Ataxia with oculomotor apraxia type 2 fibroblasts exhibit increased susceptibility to oxidative DNA damage.

Ataxia with oculomotor apraxia type 2 (AOA2) is an autosomal recessive cerebellar ataxia associated with mutations in SETX, which encodes the senataxin protein, a DNA/RNA helicase. We describe the clinical phenotype and molecular characterization of a Colombian AOA2 patient who is compound heterozygous for a c.994 C>T (p.R332W) missense mutation in exon 7 and a c.6848_6851delCAGA (p.T2283KfsX32) frameshift deletion in SETX exon 21. Immunocytochemistry of patient-derived fibroblasts revealed a normal cellular distribution of the senataxin protein, suggesting that these mutations do not lead to loss or mis-localization of the protein, but rather that aberrant function of senataxin underlies the disease pathogenesis. Furthermore, we used the alkaline comet assay to demonstrate that patient-derived fibroblast cells exhibit an increased susceptibility to oxidative DNA damage. This assay provides a novel and additional means to establish pathogenicity of SETX mutations.

Mutation of senataxin alters disease-specific transcriptional networks in patients with ataxia with oculomotor apraxia type 2.
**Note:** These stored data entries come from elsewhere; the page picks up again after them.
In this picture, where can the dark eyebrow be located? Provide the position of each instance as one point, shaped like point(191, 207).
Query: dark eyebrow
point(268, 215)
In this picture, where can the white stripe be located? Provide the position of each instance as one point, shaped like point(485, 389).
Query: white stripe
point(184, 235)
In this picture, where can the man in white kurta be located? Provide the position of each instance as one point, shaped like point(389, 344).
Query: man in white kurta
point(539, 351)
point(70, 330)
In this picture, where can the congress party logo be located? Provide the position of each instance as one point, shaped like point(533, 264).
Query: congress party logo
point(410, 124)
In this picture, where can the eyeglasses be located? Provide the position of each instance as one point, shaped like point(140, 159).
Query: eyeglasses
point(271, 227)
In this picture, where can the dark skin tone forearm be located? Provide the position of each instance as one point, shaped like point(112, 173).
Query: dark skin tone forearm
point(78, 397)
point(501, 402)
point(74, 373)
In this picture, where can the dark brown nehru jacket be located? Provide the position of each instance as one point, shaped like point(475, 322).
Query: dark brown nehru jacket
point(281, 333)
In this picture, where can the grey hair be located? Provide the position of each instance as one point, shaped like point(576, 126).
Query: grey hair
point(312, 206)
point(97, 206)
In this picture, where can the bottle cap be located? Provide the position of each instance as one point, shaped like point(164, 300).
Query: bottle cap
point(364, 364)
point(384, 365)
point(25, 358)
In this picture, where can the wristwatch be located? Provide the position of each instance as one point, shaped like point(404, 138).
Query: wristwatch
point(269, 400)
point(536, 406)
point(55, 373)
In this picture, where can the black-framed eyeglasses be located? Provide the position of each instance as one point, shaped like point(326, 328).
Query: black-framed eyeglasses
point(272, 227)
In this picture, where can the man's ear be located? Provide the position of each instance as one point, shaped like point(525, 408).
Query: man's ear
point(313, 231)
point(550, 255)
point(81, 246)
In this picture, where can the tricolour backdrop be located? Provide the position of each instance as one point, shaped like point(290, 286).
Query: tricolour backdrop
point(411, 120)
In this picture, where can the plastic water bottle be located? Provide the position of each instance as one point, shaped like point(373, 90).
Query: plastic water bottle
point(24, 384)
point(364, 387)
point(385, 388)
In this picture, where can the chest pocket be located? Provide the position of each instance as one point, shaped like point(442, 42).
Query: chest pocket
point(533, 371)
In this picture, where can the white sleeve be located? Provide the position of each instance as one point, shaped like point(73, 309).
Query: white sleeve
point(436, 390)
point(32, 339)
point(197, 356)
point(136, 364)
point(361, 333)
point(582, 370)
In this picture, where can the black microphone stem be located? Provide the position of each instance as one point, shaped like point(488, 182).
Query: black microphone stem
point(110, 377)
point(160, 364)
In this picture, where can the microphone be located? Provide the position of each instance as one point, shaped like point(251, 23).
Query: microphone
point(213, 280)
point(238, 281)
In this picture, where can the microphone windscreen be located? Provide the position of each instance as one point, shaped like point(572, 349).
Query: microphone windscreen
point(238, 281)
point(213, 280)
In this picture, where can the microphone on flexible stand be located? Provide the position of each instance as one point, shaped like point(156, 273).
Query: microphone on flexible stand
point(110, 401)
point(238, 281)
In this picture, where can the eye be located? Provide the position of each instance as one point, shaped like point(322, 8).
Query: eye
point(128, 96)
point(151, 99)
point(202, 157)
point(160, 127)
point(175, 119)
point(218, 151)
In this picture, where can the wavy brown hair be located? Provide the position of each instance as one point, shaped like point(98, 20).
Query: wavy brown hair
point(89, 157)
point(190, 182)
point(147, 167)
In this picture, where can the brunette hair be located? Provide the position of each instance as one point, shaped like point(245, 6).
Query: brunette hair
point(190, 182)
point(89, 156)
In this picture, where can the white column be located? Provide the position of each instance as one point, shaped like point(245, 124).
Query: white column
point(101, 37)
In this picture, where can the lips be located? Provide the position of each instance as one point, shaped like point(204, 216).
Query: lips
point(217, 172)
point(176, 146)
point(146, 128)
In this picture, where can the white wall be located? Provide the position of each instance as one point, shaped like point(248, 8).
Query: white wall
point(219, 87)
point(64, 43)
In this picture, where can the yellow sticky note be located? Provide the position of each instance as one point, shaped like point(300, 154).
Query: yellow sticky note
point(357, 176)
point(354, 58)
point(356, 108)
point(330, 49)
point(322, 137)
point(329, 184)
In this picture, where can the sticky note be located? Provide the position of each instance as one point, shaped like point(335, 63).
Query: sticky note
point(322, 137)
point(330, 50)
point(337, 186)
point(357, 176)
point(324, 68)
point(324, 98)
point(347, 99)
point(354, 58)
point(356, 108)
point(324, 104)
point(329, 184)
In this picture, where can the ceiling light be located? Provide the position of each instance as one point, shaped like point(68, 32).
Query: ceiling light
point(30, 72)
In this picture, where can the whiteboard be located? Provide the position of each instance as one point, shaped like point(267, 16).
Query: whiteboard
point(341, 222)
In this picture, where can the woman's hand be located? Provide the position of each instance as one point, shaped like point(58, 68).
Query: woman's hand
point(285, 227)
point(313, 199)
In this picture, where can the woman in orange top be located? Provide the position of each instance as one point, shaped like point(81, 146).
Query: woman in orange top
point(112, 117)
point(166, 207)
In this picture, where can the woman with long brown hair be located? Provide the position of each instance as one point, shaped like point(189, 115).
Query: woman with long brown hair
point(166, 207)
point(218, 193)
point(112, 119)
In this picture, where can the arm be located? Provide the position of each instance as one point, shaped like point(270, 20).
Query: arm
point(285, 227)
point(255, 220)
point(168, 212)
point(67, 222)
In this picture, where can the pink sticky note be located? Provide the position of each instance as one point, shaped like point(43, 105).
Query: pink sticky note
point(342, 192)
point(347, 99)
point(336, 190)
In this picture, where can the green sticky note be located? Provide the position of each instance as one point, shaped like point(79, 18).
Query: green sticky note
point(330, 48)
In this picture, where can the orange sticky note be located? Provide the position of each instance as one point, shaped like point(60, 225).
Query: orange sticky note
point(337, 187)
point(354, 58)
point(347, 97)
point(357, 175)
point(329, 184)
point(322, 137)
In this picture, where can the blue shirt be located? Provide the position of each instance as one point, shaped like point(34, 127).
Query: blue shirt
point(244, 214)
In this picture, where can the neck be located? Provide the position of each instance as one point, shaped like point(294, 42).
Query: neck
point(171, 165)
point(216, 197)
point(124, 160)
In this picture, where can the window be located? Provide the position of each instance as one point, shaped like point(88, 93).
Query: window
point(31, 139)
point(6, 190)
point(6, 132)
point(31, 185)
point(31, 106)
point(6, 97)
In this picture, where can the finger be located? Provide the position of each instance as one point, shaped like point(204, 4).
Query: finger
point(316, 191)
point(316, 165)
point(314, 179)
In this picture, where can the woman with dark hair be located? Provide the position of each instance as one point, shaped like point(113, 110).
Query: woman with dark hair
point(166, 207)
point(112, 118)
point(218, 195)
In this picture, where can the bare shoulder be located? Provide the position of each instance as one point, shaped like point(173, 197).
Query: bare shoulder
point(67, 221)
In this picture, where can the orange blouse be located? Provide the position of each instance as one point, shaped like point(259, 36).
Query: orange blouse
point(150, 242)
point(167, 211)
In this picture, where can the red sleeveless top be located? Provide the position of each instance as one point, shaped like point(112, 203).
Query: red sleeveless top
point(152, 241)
Senataxin, encoded by the SETX gene, contributes to multiple aspects of gene expression, including transcription and RNA processing. Mutations in SETX cause the recessive disorder ataxia with oculomotor apraxia type 2 (AOA2) and a dominant juvenile form of amyotrophic lateral sclerosis (ALS4). To assess the functional role of senataxin in disease, we examined differential gene expression in AOA2 patient fibroblasts, identifying a core set of genes showing altered expression by microarray and RNA-sequencing. To determine whether AOA2 and ALS4 mutations differentially affect gene expression, we overexpressed disease-specific SETX mutations in senataxin-haploinsufficient fibroblasts and observed changes in distinct sets of genes. This implicates mutation-specific alterations of senataxin function in disease pathogenesis and provides a novel example of allelic neurogenetic disorders with differing gene expression profiles. Weighted gene co-expression network analysis (WGCNA) demonstrated these senataxin-associated genes to be involved in both mutation-specific and shared functional gene networks. To assess this in vivo, we performed gene expression analysis on peripheral blood from members of 12 different AOA2 families and identified an AOA2-specific transcriptional signature. WGCNA identified two gene modules highly enriched for this transcriptional signature in the peripheral blood of all AOA2 patients studied. These modules were disease-specific and preserved in patient fibroblasts and in the cerebellum of Setx knockout mice demonstrating conservation across species and cell types, including neurons. These results identify novel genes and cellular pathways related to senataxin function in normal and disease states, and implicate alterations in gene expression as underlying the phenotypic differences between AOA2 and ALS4.